O jornal Ou Mun contou também que, instado por jornalistas de Hong Kong, o deputado da APN Lionel Leong Vai Tac recusou fazer comentários sobre casos individuais, manifestando porém que as relações entre Hong Kong e Macau continuarão a ser harmoniosas.
Lionel Leong utilizou a mesma argumentação que tem vindo a ser usada pelo Governo para justificar o sucedido: as autoridades policiais estão apenas a aplicar a lei, disse.
Lógica contraproducente

Ouvido pelo Macau Daily Times, Michael DeGolyer, professor de Ciência Política residente em Hong Kong, entende que as proibições no acesso à RAEM se prendem com a preocupação de Macau em evitar que “qualquer coisa corresse mal durante a reunião da Assembleia Popular Nacional”. No entanto, para o académico tratou-se de um passo dado em falso e com o efeito precisamente contrário ao pretendido.

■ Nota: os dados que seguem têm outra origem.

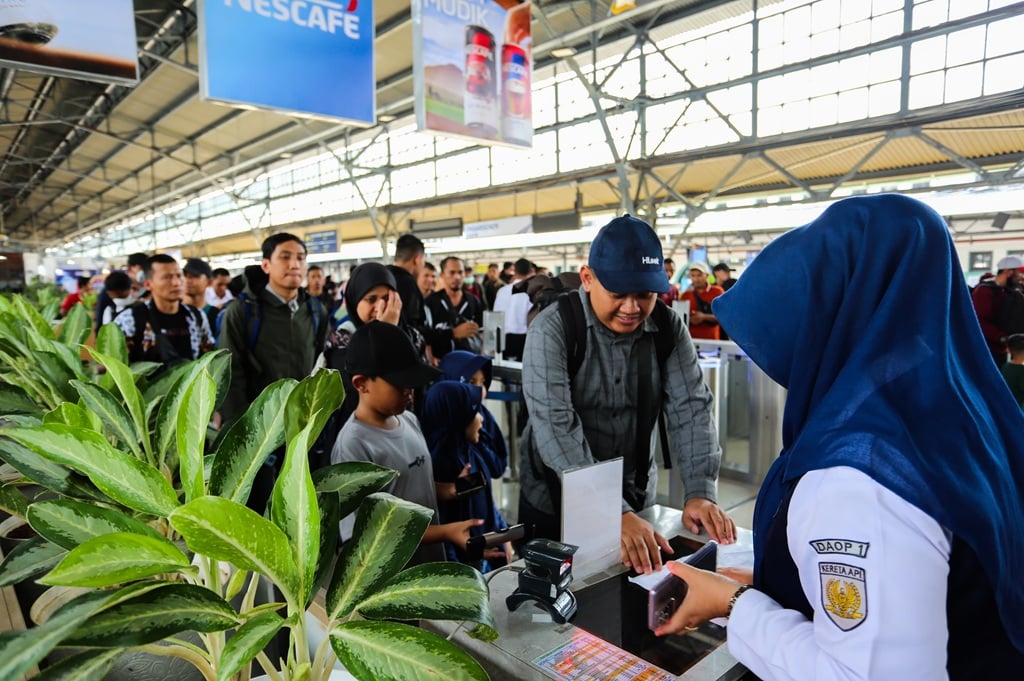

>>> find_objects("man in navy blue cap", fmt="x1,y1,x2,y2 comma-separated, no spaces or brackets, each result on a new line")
519,215,735,572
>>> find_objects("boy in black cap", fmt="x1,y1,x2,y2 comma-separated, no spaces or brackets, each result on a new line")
331,322,483,565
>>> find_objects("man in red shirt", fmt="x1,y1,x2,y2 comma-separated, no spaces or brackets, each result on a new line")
680,262,725,340
971,255,1024,367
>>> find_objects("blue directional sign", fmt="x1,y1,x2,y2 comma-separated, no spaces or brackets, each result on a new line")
305,229,338,253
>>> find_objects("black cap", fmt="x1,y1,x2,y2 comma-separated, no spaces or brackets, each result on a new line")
181,258,213,279
345,322,441,388
587,215,670,294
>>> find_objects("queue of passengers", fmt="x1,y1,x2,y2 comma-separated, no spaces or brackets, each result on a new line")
79,196,1024,679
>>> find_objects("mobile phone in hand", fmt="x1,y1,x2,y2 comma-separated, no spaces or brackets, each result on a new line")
647,541,718,631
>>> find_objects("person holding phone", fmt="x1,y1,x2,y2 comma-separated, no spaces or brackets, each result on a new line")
658,195,1024,681
313,262,434,455
421,381,512,572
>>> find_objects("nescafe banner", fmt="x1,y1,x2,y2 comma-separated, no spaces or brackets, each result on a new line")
0,0,138,85
198,0,376,125
413,0,534,147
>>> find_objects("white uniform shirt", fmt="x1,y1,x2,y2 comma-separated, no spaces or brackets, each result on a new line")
728,467,950,681
495,279,534,335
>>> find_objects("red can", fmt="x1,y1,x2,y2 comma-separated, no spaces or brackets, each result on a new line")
463,25,498,133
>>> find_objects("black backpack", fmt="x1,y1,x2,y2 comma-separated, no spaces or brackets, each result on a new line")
121,301,203,373
517,289,677,511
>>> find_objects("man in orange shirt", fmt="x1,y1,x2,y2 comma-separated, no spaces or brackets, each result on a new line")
680,262,725,340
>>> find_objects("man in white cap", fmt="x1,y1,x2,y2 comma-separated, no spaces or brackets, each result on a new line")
971,255,1024,367
518,215,735,572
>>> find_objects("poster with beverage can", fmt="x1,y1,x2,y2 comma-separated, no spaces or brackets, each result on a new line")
0,0,138,85
198,0,377,126
413,0,534,147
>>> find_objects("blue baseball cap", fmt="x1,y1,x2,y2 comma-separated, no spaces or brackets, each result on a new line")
587,215,670,294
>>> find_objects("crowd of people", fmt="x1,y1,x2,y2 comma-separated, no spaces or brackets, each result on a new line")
64,196,1024,679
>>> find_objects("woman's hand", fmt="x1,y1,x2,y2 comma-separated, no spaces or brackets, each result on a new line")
654,561,740,636
718,567,754,584
683,497,736,544
376,291,401,327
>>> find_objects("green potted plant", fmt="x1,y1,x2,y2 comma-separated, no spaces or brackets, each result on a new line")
0,321,494,681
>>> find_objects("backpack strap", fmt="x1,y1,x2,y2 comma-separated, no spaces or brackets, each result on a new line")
558,292,587,378
239,294,263,354
650,300,677,470
306,296,329,354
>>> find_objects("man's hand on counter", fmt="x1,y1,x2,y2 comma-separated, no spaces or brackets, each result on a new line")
620,512,672,574
654,560,740,636
684,497,736,544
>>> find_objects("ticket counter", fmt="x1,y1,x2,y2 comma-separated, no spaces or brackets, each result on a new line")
425,506,753,681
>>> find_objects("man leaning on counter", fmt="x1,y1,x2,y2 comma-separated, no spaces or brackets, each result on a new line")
519,215,736,572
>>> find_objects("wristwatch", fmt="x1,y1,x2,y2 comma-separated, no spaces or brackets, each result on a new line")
725,584,754,618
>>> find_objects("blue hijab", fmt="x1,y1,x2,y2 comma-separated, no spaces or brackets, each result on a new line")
713,196,1024,650
437,350,509,477
420,381,508,571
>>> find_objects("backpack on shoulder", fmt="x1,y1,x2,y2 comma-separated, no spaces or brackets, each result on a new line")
517,290,676,511
128,301,203,371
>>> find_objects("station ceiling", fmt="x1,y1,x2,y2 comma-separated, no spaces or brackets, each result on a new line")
0,0,1024,255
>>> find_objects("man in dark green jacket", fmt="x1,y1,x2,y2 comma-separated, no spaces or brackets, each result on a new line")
218,232,328,425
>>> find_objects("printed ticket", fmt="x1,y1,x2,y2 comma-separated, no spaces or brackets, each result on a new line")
534,630,676,681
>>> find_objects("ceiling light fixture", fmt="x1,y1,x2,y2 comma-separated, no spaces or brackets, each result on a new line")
611,0,637,14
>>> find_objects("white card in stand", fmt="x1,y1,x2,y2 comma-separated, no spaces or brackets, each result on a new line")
480,309,505,357
562,457,623,580
672,300,690,327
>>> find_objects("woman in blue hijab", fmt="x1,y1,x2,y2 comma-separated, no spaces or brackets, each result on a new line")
437,350,509,479
660,196,1024,681
420,381,511,572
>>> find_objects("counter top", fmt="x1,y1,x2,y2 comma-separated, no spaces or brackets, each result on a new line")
423,506,753,681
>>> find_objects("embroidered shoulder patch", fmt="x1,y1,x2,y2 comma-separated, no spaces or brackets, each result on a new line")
808,539,871,558
818,563,867,632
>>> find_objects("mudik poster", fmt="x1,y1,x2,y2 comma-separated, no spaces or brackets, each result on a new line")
0,0,138,85
199,0,376,125
413,0,534,146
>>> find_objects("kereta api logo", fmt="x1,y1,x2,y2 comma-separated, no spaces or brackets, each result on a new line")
224,0,359,40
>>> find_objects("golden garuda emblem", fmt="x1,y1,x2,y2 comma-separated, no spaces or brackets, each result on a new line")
818,562,867,631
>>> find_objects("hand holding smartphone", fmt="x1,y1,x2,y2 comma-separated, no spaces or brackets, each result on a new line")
647,541,718,631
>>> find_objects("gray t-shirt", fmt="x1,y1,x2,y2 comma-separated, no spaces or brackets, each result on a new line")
519,288,722,515
331,412,444,567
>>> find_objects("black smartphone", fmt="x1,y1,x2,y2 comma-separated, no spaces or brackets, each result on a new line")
647,541,718,631
466,523,526,560
455,471,487,499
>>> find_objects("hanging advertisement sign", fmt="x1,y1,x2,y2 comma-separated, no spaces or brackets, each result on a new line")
199,0,376,125
462,215,534,239
303,229,338,253
413,0,534,147
0,0,138,85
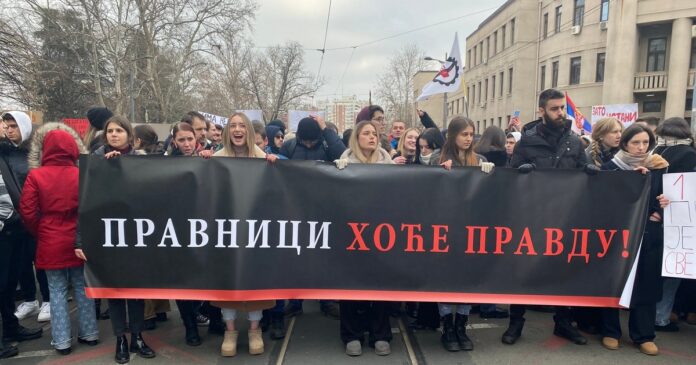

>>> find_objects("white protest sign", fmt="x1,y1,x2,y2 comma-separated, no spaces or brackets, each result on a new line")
662,172,696,279
288,110,326,132
592,104,638,128
199,112,227,125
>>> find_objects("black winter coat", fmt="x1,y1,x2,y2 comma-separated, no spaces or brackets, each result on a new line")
280,128,346,162
510,119,587,169
602,161,671,306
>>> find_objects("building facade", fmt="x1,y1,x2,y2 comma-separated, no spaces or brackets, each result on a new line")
460,0,696,131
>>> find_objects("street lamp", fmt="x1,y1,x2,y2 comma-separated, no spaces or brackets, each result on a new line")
423,55,448,128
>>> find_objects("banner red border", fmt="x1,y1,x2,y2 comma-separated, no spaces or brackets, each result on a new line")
85,288,621,308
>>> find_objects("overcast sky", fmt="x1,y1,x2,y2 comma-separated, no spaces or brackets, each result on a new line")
252,0,504,100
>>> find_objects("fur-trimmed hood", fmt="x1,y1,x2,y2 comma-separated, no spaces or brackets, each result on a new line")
27,123,87,170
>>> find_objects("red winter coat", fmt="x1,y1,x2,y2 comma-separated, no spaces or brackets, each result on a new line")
19,130,83,270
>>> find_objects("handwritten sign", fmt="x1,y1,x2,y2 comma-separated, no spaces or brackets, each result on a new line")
662,172,696,279
592,104,638,128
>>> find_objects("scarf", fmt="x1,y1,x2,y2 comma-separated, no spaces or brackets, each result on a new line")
611,150,669,170
657,136,694,147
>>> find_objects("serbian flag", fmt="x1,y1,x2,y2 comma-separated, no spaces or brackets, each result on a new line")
566,92,592,135
416,33,462,101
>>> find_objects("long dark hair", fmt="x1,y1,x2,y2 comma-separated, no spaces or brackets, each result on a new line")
619,123,655,151
655,117,696,147
440,117,478,166
474,125,505,154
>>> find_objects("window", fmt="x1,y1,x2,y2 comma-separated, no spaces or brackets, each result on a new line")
599,0,609,22
493,30,498,55
646,38,667,72
539,66,546,90
595,53,606,82
500,25,507,49
483,79,488,100
643,100,662,113
568,57,581,85
573,0,585,25
553,6,563,33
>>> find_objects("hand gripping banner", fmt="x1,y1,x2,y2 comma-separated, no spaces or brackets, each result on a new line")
80,156,650,307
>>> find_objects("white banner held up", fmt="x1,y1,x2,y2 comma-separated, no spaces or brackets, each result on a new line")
416,33,462,101
662,172,696,279
288,110,326,132
592,104,638,128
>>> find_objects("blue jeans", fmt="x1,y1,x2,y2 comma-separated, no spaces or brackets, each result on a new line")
46,266,99,350
655,278,681,326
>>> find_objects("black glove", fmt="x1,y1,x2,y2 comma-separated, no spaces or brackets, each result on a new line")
517,163,536,174
583,163,602,175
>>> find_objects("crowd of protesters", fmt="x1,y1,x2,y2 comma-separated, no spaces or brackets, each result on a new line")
0,89,696,363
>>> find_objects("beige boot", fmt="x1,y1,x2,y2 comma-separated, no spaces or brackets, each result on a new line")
220,331,239,356
249,328,263,355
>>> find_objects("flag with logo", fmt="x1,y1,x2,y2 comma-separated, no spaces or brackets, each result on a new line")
416,33,462,101
566,93,592,135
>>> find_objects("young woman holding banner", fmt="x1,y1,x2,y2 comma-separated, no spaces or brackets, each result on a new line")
602,124,669,355
211,113,278,356
75,116,155,364
334,121,394,356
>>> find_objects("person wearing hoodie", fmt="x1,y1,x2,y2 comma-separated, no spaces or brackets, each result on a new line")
501,89,599,345
334,121,394,356
20,123,99,355
0,111,43,342
280,115,346,161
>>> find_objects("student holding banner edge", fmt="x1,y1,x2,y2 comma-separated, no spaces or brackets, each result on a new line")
75,115,156,364
602,124,669,356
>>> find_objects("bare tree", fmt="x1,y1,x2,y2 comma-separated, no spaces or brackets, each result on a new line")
244,42,323,120
376,44,426,126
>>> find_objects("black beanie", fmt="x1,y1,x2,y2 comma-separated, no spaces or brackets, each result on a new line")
87,106,114,130
297,118,321,141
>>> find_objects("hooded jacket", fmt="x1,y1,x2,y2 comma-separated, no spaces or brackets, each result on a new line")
19,123,84,270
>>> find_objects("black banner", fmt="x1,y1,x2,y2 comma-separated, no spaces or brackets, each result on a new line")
80,156,650,306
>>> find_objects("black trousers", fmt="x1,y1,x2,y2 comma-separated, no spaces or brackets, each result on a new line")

Para DeGolyer, o facto de o Governo Central já se ter pronunciado sobre a questão deve-se aos efeitos contraproducentes que este tipo de atitude terá em relação não só a Taiwan como mesmo quanto a Hong Kong e à introdução da regulamentação do Artigo 23º na antiga colónia britânica.
“O que está a acontecer é que as acções de Macau estão a afectar quaisquer possibilidades de fazer passar a regulamentação do Artigo 23º em Hong Kong”, disse o académico, acrescentando que a atitude da RAEM “está a criar uma resistência ainda maior entre a população de Hong Kong em aceitar esse tipo de legislação”.